FIG. 40 represents another example of a stimulation protocol or algorithm implemented by some embodiments of the present disclosure and responsive to a combination of sensing signals. In particular, FIG. 40 presents a simplified representation of a signal (“Primary Signal”) 1100 generated by a sensor or sensor unit formatted and located to sense a parameter treated as highly indicative of an event or scenario for which stimulation will be beneficial (e.g., an IAP sensor, an accelerometer, etc.), and a simplified representation of a signal (“Secondary Signal”) 1102 generated by a sensor or sensor unit apart from the sensor generating the Primary Signal 1100 (e.g., the Secondary Signal 1102 can be generated by an EMG sensor located along the abdominal wall of the patient). In FIG. 40, the signals 1100, 1102 are generated over the same period of time and during which the patient experiences or engages in a jump event 1110 and a cough or sneeze event 1112. With some algorithms of the present disclosure, a “stim trigger level” 1120 is established with respect to the Primary Signal 1100; when the Primary Signal 1100 exceeds the stim trigger level 1120, the IPG 64 (FIG. 3) is prompted to deliver stimulation (e.g., at a predetermined level, tuned stimulation, etc.) to the patient for one or both of a pre-determined period of time or until the Primary Signal 1100 drops below the stim trigger level 1120. A “stim increase level” 1122 is established with respect to the Secondary Signal 1102; when the Secondary Signal 1102 exceeds the stim increase level 1122, the IPG 64 is prompted to increase a level (e.g., amplitude) of stimulation being delivered to the patient.
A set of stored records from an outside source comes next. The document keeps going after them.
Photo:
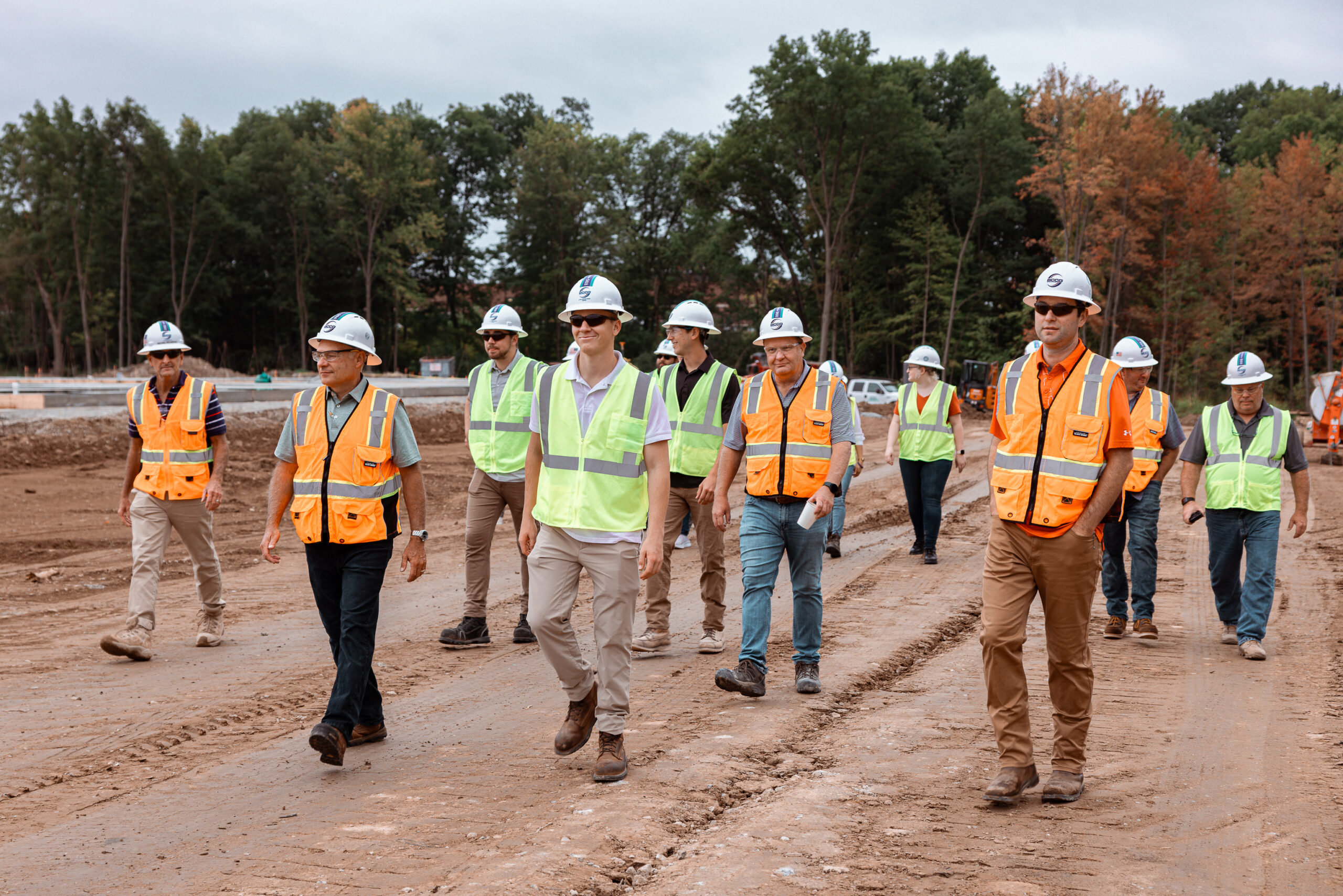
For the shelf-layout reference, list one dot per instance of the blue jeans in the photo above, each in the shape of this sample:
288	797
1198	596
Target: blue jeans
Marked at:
1229	534
1139	526
924	482
835	523
770	530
During the time period which the patient jumps 1110, the Primary Signal 1100 exceeds the stim trigger level 1120 while the Secondary Signal 1102 does not exceed the stim increase level 1122. Under these and similar circumstances, some algorithms of the present disclosure can be configured to prompt the delivery of stimulation at a first level (e.g., “Amplitude 1”). Thus, a potential for leaking otherwise raised by the jump event 1110 is addressed.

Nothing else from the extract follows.